Sep 9
Jim's notes from our first meeting :
Talked with Dylan on Sep 9
R files :
RDS.r (respondent driven sampling),
NSM.r (network sampling with memory)
These two are both looking at this problem:
population of 2 types of people (male/female, say) want to find % of
each, with sampling sampling procedure is to start with small number
of "seeds", and then using some sort of network find more people in
successive "waves" of adding to sample.
RDS does this with a given network, adding 1 new person per (or a small number)
NSM does this with each person listing others, and some sort of
filter on combined lists
----
SES_simulation.r, T-square_and_quadrat.r
These two are both trying to count how many things there
are in a 2D plane, either with a grid (quadrat) or
by moving in a T direction from previous find & line (?)
SES scaled estimation sampling
---
$ r
$ install.package("network") # required
$ import("network")
The RDS.r one (only one we looked at together)
has some missing constants (pop.size, avg.degree)

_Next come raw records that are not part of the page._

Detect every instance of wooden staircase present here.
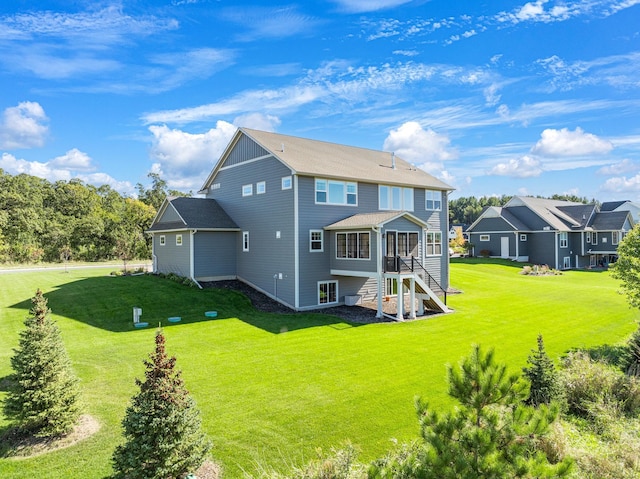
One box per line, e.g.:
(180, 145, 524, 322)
(402, 274, 450, 314)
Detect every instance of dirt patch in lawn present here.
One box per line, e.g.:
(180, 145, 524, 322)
(1, 414, 100, 459)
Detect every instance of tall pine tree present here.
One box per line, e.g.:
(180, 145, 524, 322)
(112, 330, 211, 479)
(3, 289, 81, 437)
(372, 345, 572, 478)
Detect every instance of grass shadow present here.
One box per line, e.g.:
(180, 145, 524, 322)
(8, 274, 355, 334)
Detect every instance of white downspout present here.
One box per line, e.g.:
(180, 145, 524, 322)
(190, 230, 202, 289)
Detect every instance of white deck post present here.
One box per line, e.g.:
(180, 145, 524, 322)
(409, 276, 416, 319)
(396, 277, 403, 321)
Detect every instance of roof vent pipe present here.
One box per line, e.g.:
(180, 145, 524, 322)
(281, 143, 285, 152)
(391, 152, 396, 170)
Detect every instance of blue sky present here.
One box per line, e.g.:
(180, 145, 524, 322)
(1, 0, 639, 201)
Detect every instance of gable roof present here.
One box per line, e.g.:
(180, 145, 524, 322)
(147, 197, 239, 232)
(324, 211, 429, 230)
(505, 196, 592, 231)
(202, 128, 453, 192)
(591, 210, 632, 231)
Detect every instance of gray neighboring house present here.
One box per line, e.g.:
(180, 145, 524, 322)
(467, 196, 634, 269)
(148, 127, 454, 319)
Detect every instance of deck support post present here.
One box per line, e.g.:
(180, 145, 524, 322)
(409, 276, 416, 319)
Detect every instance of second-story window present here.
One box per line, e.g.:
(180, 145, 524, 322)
(425, 190, 442, 211)
(613, 231, 620, 245)
(242, 184, 253, 197)
(315, 179, 357, 205)
(379, 185, 414, 211)
(256, 181, 266, 194)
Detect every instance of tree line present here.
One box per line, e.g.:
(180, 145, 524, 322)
(0, 167, 597, 264)
(0, 170, 188, 264)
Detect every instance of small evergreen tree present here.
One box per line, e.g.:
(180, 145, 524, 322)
(522, 334, 563, 406)
(371, 345, 572, 478)
(112, 329, 211, 479)
(3, 289, 81, 437)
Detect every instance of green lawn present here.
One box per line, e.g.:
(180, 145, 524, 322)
(0, 260, 636, 478)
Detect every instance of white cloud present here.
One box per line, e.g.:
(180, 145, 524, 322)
(148, 121, 237, 181)
(221, 6, 321, 41)
(383, 121, 457, 174)
(233, 113, 281, 132)
(393, 50, 419, 57)
(601, 174, 640, 193)
(531, 127, 613, 157)
(597, 159, 639, 176)
(488, 155, 543, 177)
(0, 101, 49, 149)
(0, 150, 133, 194)
(332, 0, 412, 13)
(50, 148, 95, 171)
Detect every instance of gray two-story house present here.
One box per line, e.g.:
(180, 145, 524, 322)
(467, 196, 634, 269)
(148, 128, 453, 319)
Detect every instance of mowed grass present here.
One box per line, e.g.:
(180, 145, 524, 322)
(0, 260, 636, 478)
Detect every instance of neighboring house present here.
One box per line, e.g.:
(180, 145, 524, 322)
(449, 224, 469, 241)
(601, 200, 640, 223)
(148, 128, 454, 319)
(467, 196, 634, 269)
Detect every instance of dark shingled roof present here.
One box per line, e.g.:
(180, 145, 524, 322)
(148, 197, 239, 231)
(600, 200, 628, 212)
(591, 211, 630, 231)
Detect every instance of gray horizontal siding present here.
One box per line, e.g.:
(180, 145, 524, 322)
(157, 204, 182, 224)
(207, 155, 296, 307)
(154, 231, 190, 277)
(194, 231, 237, 279)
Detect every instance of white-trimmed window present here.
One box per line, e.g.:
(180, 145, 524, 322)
(256, 181, 266, 194)
(282, 176, 292, 190)
(242, 231, 249, 252)
(592, 232, 598, 245)
(586, 231, 592, 243)
(425, 190, 442, 211)
(479, 234, 490, 241)
(397, 232, 419, 256)
(425, 232, 442, 256)
(612, 231, 620, 245)
(159, 235, 166, 246)
(336, 232, 370, 259)
(379, 185, 414, 211)
(310, 230, 324, 252)
(242, 184, 253, 197)
(315, 179, 357, 205)
(520, 234, 527, 241)
(176, 234, 183, 246)
(318, 281, 338, 305)
(559, 232, 568, 248)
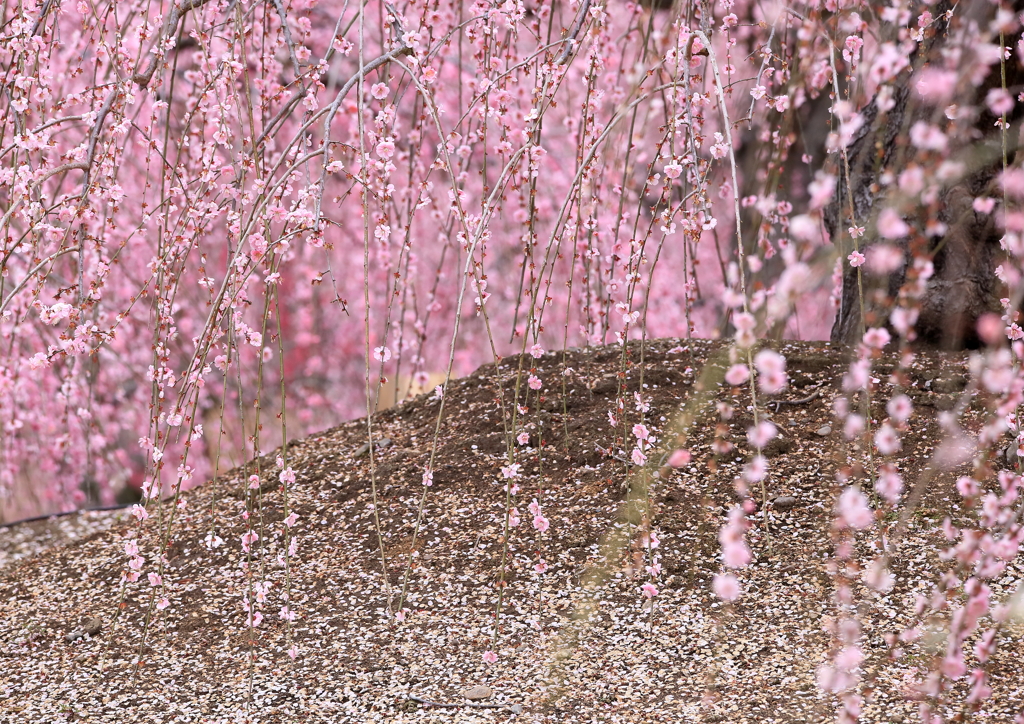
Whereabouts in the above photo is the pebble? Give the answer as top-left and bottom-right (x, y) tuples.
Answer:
(463, 685), (493, 700)
(66, 616), (102, 642)
(773, 496), (798, 511)
(815, 425), (831, 437)
(354, 438), (393, 458)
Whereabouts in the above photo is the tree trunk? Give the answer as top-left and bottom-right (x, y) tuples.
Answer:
(826, 1), (1024, 349)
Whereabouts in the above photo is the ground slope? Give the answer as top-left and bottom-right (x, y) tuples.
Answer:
(1, 339), (1022, 723)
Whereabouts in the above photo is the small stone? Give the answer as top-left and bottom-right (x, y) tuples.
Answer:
(463, 685), (493, 700)
(66, 616), (102, 642)
(815, 425), (832, 437)
(773, 496), (798, 511)
(510, 703), (523, 714)
(354, 438), (391, 457)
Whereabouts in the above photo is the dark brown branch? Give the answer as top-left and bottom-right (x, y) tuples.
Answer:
(767, 388), (821, 412)
(132, 0), (219, 88)
(556, 0), (592, 65)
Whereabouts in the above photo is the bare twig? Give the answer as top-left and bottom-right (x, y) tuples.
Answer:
(556, 0), (592, 65)
(767, 388), (821, 412)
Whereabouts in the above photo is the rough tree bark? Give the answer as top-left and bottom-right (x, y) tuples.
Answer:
(826, 0), (1024, 349)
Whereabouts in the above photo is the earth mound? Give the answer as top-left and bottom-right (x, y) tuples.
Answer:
(1, 339), (1022, 723)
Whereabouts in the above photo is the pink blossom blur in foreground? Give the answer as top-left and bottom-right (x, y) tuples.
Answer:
(836, 487), (874, 530)
(713, 573), (741, 602)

and looks like it needs some debugging.
Indentation needs to be cleaned up,
and I'd like to see it put into functions
with clear inputs/outputs/test_cases
and some sort of really short description of each
with definitions of terms (seed, wave, ...) would be good.
---
"Variance" - of what in RDS ?
(I don't know what that means in this context.
What is being repeated?)
---
For for quadrat and NSM, Dylan wants to find optimum
parameters to get best result. I suggested abstracting
this into a function
result = f(input1, input2, ...)
that we can then use formal search approaches on inputs
(i.e. hill climbing, exhaustive search on a grid, ...)